Le 13 août 2023, le chien des époux [E] a mordu Madame [C] [J] à la cuisse gauche et a griffé cette dernière à la main gauche.
Madame [J] a été admise le jour même aux urgences. Selon le compte-rendu de passage aux urgences, elle présentait de multiples plaies punctiformes et un quick test tétanos douteux. Des ordonnances lui ont été prescrites pour une prise d’Augmentin, des pansements gras et un rappel de tétanos.
Par la suite, cette dernière a été reçue à plusieurs reprises aux urgences et en cabinet de médecine générale.
Madame [J] a déposé plainte auprès de la brigade de [Localité 10] le 15 août 2023.
Elle a procédé à une déclaration auprès de son assureur LA MAAF le 17 août 2025.
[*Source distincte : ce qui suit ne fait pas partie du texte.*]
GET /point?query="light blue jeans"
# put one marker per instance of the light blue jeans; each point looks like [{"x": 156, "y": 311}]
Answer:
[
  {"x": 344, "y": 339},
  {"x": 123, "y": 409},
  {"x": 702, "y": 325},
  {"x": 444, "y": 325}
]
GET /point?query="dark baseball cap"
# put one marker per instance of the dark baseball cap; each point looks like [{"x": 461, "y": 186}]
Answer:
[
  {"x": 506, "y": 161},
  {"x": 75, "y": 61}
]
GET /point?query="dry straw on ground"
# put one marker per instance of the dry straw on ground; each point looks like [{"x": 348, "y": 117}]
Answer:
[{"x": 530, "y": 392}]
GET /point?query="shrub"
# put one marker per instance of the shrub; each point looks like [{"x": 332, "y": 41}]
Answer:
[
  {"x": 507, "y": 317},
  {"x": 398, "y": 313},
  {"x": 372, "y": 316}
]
Madame [J] a été placée en arrêt de travail en lien avec cet incident du 20 août 2023. Cet arrêt sera prolongé à plusieurs reprises jusqu’au 31 décembre 2024.
Selon certificat médical du 28 octobre 2024, l’état de santé de Madame [J] a été déclaré consolidé avec séquelles.
Fin 2024, Madame [J] a été informée du classement sans suite de sa plainte.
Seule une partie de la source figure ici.